Thinking about why I love it…
This story intrigued me from the beginning, as it opens with a description of a group of characters who routinely go to the sea shore and stand in the waves in order to remember loved ones who have died. Once the characters leave the beach, they forget their remembered memories.
Initially, I thought the characters who go to the beach were part of a religious group, as their experience of the sea and memories seems like a religious ritual, but as I read on, and got to the part when the military/police arrived, I realised the story was an allegory for a political situation, although I couldn’t identify which one. In this story, remembering is a political act; the soldiers/police try to prevent it, and use violence to do so.
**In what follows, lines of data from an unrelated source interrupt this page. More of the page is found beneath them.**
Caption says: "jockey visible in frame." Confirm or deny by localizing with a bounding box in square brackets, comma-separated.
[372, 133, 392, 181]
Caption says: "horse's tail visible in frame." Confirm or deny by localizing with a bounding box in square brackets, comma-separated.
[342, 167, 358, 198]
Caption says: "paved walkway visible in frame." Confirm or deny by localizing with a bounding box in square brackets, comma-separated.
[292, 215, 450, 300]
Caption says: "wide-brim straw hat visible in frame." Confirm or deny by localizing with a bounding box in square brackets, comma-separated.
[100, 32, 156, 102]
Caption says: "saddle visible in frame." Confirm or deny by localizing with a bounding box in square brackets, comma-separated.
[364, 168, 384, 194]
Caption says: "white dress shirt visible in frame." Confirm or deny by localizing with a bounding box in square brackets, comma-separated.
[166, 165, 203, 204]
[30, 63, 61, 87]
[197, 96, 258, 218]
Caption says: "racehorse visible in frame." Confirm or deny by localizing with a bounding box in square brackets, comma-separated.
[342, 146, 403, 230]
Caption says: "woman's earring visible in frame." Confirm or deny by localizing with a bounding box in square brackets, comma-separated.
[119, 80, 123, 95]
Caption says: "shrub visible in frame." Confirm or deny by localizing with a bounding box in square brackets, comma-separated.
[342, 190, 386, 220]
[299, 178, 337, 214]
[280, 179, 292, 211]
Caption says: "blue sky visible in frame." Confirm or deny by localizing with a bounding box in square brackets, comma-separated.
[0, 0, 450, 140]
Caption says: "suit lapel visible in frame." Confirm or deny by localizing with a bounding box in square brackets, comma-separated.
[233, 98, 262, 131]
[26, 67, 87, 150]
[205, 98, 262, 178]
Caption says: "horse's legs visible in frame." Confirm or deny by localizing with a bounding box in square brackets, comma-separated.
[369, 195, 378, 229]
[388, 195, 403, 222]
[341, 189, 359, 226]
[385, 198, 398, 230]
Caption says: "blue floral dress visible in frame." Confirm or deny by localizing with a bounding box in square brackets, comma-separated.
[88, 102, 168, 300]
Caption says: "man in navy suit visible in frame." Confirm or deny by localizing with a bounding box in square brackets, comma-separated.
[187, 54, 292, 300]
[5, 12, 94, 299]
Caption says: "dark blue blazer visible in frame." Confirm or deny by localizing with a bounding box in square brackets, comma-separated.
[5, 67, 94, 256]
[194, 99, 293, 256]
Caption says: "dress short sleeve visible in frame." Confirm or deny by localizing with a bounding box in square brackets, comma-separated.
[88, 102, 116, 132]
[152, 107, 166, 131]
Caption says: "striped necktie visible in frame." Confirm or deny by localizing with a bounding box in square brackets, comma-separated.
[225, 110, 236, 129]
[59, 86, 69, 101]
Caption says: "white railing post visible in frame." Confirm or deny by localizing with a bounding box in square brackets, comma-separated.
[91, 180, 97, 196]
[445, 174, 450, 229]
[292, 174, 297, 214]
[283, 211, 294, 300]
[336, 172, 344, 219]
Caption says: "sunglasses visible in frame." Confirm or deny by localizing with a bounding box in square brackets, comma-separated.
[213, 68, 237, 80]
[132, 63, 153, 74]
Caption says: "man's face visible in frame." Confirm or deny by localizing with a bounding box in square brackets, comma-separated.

It transpires, a little later in the story, that this forgetting is caused by the local government using memory blockers (‘I get home and the memory of what has happened down at the shoreline is still fresh, but I know it is only a matter of time before a block is placed on it.’), while later still, the reader is told that several other countries also use these memory blockers. These memory blockers could be drugs or technology, it’s not clear. This made me realise that the story is not allegorising one particular political event, but the notion of certain countries not allowing their citizens to ‘remember’ (i.e. talk about, commemorate, share information about) events of political brutality and corruption.
The protagonist, aptly named Ariadne, escapes her unnamed home country for Europe, and uses social media and the news media to report her experiences, and bring together others who have had similar experiences. That’s what we can take from this story, I think: the importance of trying to share experiences of brutality and oppression with the outside world, as much as possible.